Florida child support: Imputation of income
Posted by Nydia Streets of Streets Law in Florida Child Support
When imputing income to a parent who is underemployed or unemployed, what factors must a Florida child support court consider? This was an issue in the case Campbell v. Jara, 2D2023-1795 (Fla. 2d DCA August 23, 2024).
The father in this child support case was accused of being underemployed because he worked 25 to 30 hours per week rather than full-time. The father testified that he was “building” his position with his company, and that a 40-hour schedule was never offered to him. There was evidence that he took a second part-time job delivering food, but the income was minimal so he stopped doing it. He testified that he could not work 40 hours per week because of matters related to the parties’ child and his own medical appointments.
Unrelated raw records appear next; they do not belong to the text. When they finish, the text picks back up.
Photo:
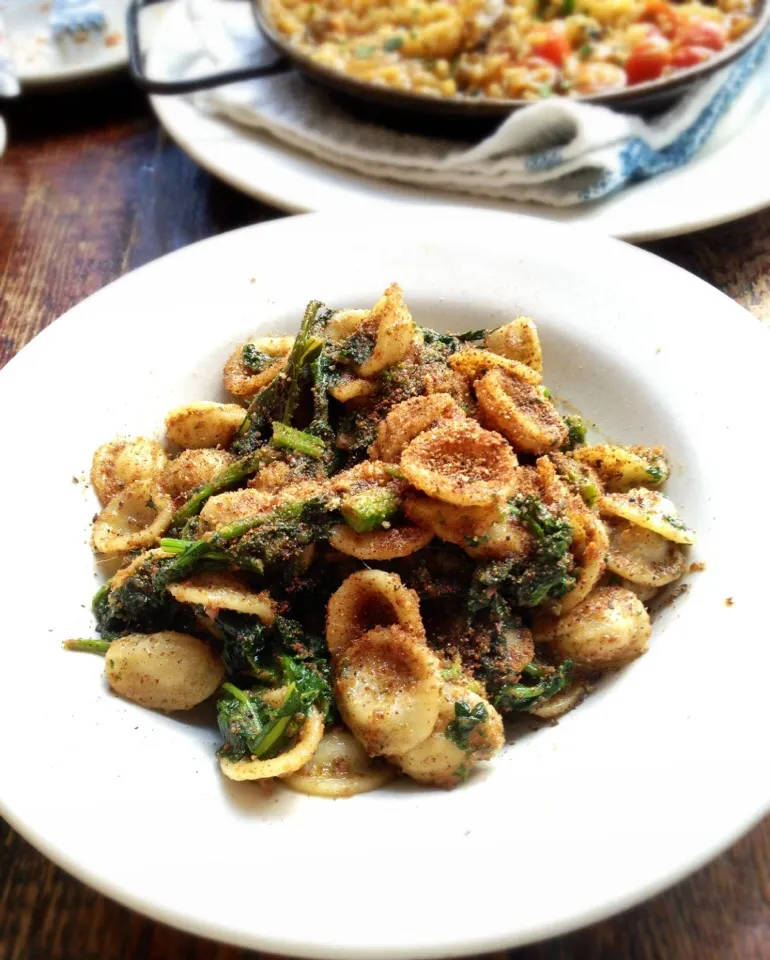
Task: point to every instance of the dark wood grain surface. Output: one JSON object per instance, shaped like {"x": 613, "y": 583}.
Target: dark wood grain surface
{"x": 89, "y": 189}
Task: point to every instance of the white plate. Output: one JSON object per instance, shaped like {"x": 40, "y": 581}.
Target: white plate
{"x": 727, "y": 180}
{"x": 657, "y": 772}
{"x": 41, "y": 63}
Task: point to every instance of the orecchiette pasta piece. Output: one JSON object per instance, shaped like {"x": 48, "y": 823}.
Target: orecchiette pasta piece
{"x": 609, "y": 628}
{"x": 643, "y": 556}
{"x": 645, "y": 594}
{"x": 285, "y": 764}
{"x": 340, "y": 768}
{"x": 368, "y": 599}
{"x": 520, "y": 412}
{"x": 242, "y": 381}
{"x": 461, "y": 463}
{"x": 474, "y": 363}
{"x": 648, "y": 509}
{"x": 445, "y": 380}
{"x": 445, "y": 761}
{"x": 120, "y": 463}
{"x": 395, "y": 331}
{"x": 379, "y": 544}
{"x": 591, "y": 557}
{"x": 621, "y": 468}
{"x": 387, "y": 688}
{"x": 408, "y": 419}
{"x": 204, "y": 424}
{"x": 353, "y": 388}
{"x": 480, "y": 531}
{"x": 125, "y": 573}
{"x": 163, "y": 671}
{"x": 225, "y": 508}
{"x": 344, "y": 323}
{"x": 561, "y": 702}
{"x": 191, "y": 469}
{"x": 224, "y": 591}
{"x": 136, "y": 517}
{"x": 517, "y": 340}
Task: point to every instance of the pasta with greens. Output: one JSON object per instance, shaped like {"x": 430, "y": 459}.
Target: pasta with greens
{"x": 387, "y": 545}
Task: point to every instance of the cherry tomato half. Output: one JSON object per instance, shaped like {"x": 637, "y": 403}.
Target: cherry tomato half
{"x": 648, "y": 60}
{"x": 703, "y": 33}
{"x": 689, "y": 56}
{"x": 555, "y": 48}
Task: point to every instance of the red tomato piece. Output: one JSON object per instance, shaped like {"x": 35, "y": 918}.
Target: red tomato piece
{"x": 703, "y": 33}
{"x": 648, "y": 60}
{"x": 555, "y": 49}
{"x": 689, "y": 56}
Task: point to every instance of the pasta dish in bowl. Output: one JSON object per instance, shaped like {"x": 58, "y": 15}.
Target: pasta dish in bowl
{"x": 390, "y": 542}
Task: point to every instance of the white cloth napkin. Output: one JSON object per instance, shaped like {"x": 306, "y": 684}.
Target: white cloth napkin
{"x": 9, "y": 82}
{"x": 555, "y": 152}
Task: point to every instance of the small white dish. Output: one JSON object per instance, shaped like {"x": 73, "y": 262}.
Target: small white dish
{"x": 653, "y": 775}
{"x": 40, "y": 62}
{"x": 728, "y": 179}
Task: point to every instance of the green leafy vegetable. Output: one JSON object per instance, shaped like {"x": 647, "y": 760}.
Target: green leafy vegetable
{"x": 466, "y": 720}
{"x": 369, "y": 510}
{"x": 254, "y": 360}
{"x": 538, "y": 683}
{"x": 289, "y": 438}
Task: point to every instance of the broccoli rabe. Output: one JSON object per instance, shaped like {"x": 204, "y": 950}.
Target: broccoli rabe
{"x": 465, "y": 721}
{"x": 370, "y": 509}
{"x": 538, "y": 683}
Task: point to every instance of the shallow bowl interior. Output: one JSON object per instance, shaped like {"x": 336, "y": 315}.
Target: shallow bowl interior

The trial court imputed income to him and he appealed.
The appellate court noted “The application of section 61.30(2)(b) requires a two-step analysis: ‘(1) the determination of whether the parent's [unemployment or] underemployment was voluntary, and (2) if so, the calculation of imputed income.’ [. . .] ‘Florida law is well settled that the burden of proof rests with the party asserting underemployment and seeking imputation.’ [internal citations omitted.” Using this standard, the appellate court held “Even if the trial court declined to believe the Father's explanation as to why he does not pursue additional work, it did not make any findings or explanations supporting that conclusion. The Father was not questioned further about what the "accommodations" for the minor child entailed, the frequency of his physician appointments and whether they, for example, required significant travel. The Father was not asked about any other extenuating circumstances that may restrain his time to pursue additional employment. ‘[M]ere allegations of employability do not constitute competent, substantial evidence for imputing income.’ Torres v. Torres, 98 So. 3d 1171, 1172 (Fla. 2d DCA 2011) [. . .] Thus, the trial court's conclusion that the Father "could be" employed at forty hours a week is not supported by competent, substantial evidence.”
The court also noted “The second prong of the analysis—the calculation of the income to be imputed—was also error. ‘Before imputing income, the trial court must consider evidence concerning the party's recent work history, occupational qualifications, and the prevailing earnings in the industry in which the party works.’ [. . .] ‘Moreover, 'income may not be imputed at a level which the former spouse has never earned, absent special circumstances.’ [. . .] Here, the trial court imputed an additional $15,000 of income—for a total of just over $76,000—to the Father for 2023, when the record evidence reflects that his highest earned income was just over $58,000. There was no evidence presented nor findings made by the trial court regarding ‘special circumstances’ that would justify the additional income imputed.”